The answer came after sev­eral hours from the Azet.sk’s oper­a­tor with an arti­cle named “They invented the wheel” . (we extracted some juicy sen­tences, because it is in slo­vak lan­guage, with our comments).

“No emails leaked from the web­site Zoz​namka​.azet​.sk, as is stated in arti­cles on blog​.syn​opsi​.com and poc​i​tace​.sme​.sk, only email con­tacts.” (where is the difference?)

“Pro­cess­ing of email addresses was devel­oped and pro­grammed in such way.” (what???)

“Described way how to extract email addresses from HTML code is com­monly used by the spam­mers in the world, they get addresses and mis­use them. So this is not directly a secu­rity issue of the Zoz​namka​.azet​.sk web­site.” (hey, guys, spam­mers can’t hit Slo­va­kia, this is real banana island!)

“Email con­tact entered by insert­ing new announce is only for con­tact pur­poses and Azet​.sk is not obliged to not dis­close it.” (well, in user pri­vacy sec­tion of rules you can read:

1. The oper­a­tor obliges not to dis­close pri­vate data of user to any third party.

2. As user’s pri­vate data for these rules are con­sid­ered all the data, that are not pub­licly avail­able to other users or are not shared (for exam­ple data, that were marked by user with “not pub­lic” etc) and email, also in case of shar­ing. IP address and access time (logs) are not con­sid­ered as a pri­vate data.)

Azet​.sk oper­a­tors also accused the authors of blog​.syn​opsi​.com:

“Pub­lish­ing email con­tacts and with them allegedly con­nected announces on blog syn­opsi is ques­tion­able, it is not pos­si­ble in the real­ity to prove the con­nec­tion and this can be con­sid­ered as a seri­ous detrac­tion and dam­ag­ing name of the affected per­sons.”

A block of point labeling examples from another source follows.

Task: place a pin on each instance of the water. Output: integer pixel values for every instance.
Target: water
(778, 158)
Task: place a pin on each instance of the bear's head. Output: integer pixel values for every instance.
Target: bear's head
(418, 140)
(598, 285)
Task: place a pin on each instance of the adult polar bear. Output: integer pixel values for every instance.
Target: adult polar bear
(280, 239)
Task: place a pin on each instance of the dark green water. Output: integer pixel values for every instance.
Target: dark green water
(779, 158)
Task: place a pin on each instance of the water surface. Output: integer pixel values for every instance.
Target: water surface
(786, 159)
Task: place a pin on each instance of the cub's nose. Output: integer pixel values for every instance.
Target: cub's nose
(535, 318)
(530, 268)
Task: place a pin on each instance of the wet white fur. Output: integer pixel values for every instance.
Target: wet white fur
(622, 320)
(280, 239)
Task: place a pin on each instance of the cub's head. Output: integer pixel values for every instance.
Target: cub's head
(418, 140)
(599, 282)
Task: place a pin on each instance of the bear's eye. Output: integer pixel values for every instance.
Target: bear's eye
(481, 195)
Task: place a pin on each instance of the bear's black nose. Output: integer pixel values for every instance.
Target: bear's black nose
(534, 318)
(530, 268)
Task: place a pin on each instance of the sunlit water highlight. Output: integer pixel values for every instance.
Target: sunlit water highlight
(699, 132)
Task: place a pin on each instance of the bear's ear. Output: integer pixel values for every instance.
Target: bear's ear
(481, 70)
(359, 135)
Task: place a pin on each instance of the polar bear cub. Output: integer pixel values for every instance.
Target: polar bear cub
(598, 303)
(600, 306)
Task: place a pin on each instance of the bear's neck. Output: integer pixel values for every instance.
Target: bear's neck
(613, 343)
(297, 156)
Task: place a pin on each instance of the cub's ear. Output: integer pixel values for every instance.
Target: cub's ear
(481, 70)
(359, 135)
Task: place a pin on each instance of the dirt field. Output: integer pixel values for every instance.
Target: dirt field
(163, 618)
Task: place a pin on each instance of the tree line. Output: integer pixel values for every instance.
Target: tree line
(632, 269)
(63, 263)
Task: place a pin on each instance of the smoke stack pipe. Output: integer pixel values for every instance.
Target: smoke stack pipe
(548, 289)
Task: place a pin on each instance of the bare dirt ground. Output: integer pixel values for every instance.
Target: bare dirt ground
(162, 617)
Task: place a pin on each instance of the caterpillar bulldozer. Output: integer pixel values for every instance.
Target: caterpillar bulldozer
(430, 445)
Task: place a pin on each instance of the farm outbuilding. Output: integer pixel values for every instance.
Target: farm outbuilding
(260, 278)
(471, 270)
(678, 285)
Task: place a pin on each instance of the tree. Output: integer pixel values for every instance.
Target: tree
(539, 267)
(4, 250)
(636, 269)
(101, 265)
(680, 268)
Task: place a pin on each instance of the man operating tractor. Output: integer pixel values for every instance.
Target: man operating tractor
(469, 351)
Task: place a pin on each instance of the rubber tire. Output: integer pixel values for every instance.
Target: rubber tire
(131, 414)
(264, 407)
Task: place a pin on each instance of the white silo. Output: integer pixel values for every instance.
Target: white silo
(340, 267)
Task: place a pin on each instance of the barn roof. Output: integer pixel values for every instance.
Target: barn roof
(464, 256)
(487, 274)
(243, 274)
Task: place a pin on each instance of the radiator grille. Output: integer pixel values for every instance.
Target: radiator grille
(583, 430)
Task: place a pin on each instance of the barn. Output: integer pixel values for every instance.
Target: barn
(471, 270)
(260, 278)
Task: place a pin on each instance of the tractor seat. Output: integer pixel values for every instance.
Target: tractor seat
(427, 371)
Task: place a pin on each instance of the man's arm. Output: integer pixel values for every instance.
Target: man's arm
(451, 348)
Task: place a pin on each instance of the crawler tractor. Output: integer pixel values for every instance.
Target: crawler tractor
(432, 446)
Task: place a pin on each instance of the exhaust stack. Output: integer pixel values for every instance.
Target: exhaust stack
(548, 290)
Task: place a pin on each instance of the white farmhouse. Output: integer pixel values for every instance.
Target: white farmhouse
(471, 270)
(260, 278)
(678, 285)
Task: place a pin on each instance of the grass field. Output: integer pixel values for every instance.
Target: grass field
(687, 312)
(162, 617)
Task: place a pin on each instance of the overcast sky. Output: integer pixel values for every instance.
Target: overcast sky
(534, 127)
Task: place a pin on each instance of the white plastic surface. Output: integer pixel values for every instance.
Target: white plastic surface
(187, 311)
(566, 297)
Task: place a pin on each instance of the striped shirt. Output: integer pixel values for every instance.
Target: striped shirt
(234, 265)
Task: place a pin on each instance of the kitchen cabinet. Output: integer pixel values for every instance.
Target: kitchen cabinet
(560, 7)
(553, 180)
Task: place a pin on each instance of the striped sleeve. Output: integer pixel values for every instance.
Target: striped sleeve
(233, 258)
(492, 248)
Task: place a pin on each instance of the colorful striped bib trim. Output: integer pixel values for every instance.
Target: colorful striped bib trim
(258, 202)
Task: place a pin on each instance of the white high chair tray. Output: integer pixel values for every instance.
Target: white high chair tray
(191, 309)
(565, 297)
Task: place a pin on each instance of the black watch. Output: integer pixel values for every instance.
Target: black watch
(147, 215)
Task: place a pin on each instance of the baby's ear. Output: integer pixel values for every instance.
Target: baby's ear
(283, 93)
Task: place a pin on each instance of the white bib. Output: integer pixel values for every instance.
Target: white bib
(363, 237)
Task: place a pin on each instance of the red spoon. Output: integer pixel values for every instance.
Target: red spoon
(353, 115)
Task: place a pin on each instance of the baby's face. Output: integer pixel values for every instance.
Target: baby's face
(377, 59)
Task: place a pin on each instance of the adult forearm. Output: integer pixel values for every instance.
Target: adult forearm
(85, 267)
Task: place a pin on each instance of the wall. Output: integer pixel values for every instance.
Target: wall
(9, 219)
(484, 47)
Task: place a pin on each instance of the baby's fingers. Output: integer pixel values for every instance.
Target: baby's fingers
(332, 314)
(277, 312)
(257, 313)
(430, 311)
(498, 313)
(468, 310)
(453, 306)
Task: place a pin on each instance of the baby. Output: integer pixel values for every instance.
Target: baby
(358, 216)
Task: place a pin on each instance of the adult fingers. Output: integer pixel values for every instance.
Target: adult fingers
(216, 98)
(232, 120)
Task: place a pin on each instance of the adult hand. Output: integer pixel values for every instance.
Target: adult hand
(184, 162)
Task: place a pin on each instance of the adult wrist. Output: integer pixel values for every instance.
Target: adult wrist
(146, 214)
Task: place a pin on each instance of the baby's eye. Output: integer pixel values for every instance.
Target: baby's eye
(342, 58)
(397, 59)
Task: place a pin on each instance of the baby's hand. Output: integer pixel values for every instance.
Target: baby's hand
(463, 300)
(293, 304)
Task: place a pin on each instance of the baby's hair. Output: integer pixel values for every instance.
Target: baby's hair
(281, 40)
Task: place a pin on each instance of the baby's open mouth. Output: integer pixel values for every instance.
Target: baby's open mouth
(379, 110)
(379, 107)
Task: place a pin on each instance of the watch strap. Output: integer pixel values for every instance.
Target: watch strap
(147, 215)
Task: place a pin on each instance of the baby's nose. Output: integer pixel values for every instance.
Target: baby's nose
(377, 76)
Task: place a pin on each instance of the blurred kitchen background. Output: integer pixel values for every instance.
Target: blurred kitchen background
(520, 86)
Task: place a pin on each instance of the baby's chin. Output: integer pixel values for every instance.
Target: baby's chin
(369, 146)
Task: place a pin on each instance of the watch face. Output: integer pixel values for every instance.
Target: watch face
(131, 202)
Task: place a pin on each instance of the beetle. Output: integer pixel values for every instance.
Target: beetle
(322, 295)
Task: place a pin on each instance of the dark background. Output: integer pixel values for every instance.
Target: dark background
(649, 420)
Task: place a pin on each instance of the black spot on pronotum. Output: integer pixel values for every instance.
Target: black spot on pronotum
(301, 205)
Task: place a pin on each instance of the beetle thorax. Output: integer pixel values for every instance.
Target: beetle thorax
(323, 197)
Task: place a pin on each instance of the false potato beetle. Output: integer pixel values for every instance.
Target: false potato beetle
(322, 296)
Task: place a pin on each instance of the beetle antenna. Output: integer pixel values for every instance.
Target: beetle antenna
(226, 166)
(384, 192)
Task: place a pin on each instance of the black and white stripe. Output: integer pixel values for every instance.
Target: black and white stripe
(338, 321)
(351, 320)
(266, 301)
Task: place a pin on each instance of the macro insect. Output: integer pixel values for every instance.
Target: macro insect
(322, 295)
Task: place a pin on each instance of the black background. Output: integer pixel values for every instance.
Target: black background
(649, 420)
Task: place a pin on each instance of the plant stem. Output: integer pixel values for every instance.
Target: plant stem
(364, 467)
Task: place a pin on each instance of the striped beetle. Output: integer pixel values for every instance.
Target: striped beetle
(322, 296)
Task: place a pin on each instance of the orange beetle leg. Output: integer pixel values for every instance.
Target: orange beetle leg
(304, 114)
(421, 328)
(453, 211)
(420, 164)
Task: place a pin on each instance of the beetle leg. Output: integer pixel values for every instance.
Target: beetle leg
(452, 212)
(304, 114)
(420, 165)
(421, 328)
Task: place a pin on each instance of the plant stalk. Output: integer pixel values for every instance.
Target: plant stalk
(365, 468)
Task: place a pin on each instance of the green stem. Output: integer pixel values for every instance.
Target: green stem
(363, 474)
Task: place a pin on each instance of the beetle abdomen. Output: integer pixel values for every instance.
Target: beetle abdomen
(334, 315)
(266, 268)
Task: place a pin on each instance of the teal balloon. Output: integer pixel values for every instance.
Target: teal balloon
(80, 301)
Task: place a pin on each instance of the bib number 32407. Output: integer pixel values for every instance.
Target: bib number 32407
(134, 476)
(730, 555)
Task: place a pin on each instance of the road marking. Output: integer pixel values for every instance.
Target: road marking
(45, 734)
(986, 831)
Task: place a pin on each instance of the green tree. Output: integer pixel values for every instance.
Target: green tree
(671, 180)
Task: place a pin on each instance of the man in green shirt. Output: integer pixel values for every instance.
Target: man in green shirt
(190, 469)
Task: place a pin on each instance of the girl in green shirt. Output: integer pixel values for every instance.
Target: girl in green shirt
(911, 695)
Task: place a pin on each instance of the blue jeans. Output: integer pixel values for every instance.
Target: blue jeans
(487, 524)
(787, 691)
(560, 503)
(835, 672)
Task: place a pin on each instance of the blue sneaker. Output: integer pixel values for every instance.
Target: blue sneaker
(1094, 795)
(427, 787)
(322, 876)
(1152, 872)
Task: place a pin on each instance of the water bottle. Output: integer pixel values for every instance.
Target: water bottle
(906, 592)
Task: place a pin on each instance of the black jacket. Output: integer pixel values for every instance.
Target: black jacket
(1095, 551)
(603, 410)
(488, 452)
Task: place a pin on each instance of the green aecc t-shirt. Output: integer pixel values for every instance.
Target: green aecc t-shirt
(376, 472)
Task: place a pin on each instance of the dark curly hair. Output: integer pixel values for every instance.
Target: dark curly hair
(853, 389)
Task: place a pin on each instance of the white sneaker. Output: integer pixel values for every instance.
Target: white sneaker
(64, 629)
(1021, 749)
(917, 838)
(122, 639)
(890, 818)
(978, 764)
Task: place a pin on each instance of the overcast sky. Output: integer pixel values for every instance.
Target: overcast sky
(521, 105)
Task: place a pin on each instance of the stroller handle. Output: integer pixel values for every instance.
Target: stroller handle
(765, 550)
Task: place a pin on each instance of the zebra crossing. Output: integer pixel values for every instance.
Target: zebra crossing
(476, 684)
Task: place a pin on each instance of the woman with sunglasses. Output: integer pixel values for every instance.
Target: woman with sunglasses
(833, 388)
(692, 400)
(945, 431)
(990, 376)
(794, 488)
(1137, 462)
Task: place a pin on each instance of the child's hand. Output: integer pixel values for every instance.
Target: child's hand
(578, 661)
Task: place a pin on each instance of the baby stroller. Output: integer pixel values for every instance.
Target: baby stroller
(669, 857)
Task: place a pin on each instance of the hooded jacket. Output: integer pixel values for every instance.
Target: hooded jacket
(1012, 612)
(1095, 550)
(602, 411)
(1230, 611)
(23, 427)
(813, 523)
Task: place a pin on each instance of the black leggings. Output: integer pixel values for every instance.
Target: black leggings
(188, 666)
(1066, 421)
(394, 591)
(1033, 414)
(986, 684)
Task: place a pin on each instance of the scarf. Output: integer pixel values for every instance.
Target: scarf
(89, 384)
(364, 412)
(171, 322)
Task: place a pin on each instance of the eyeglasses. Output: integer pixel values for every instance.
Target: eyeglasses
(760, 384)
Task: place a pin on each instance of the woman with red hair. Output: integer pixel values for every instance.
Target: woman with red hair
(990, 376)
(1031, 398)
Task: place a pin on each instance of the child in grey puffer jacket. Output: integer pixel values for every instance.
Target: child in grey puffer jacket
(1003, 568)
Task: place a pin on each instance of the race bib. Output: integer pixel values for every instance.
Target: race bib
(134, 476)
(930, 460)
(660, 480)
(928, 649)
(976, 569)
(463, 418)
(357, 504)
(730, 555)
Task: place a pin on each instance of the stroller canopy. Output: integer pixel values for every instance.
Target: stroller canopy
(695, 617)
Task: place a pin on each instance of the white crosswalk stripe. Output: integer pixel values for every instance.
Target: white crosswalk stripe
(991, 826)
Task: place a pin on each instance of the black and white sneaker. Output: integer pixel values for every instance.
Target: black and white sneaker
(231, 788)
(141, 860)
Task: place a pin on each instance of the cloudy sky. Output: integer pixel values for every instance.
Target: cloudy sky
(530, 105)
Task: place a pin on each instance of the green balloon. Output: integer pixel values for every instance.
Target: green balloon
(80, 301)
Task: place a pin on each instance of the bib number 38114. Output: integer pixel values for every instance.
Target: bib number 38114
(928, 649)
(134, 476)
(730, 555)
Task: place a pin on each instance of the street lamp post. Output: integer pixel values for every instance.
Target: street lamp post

As answer to this last accu­sa­tion oooo stated:

“Although I con­nected emails and announces on pur­pose, Azet repeat­edly said, I faked them. Of course, only after they cor­rected the described errors. Then they advise me, that they meant the con­nec­tion of par­tic­u­lar per­sons with pub­lished emails. But I never said, these are the par­tic­u­lar per­sons. I just wrote emails and con­nected them with the announces. …emails were freely avail­able on the web­site. It was not nec­es­sary to hack the data­bases in some way or steal the emails some­how… …Azet pub­lished emails in pub­licly avail­able html code).”

Can you imag­ine, if issue like this will affect big­ger social net­work­ing web­sites? And their answer would be: “it’s not a bug, it’s a feature…”?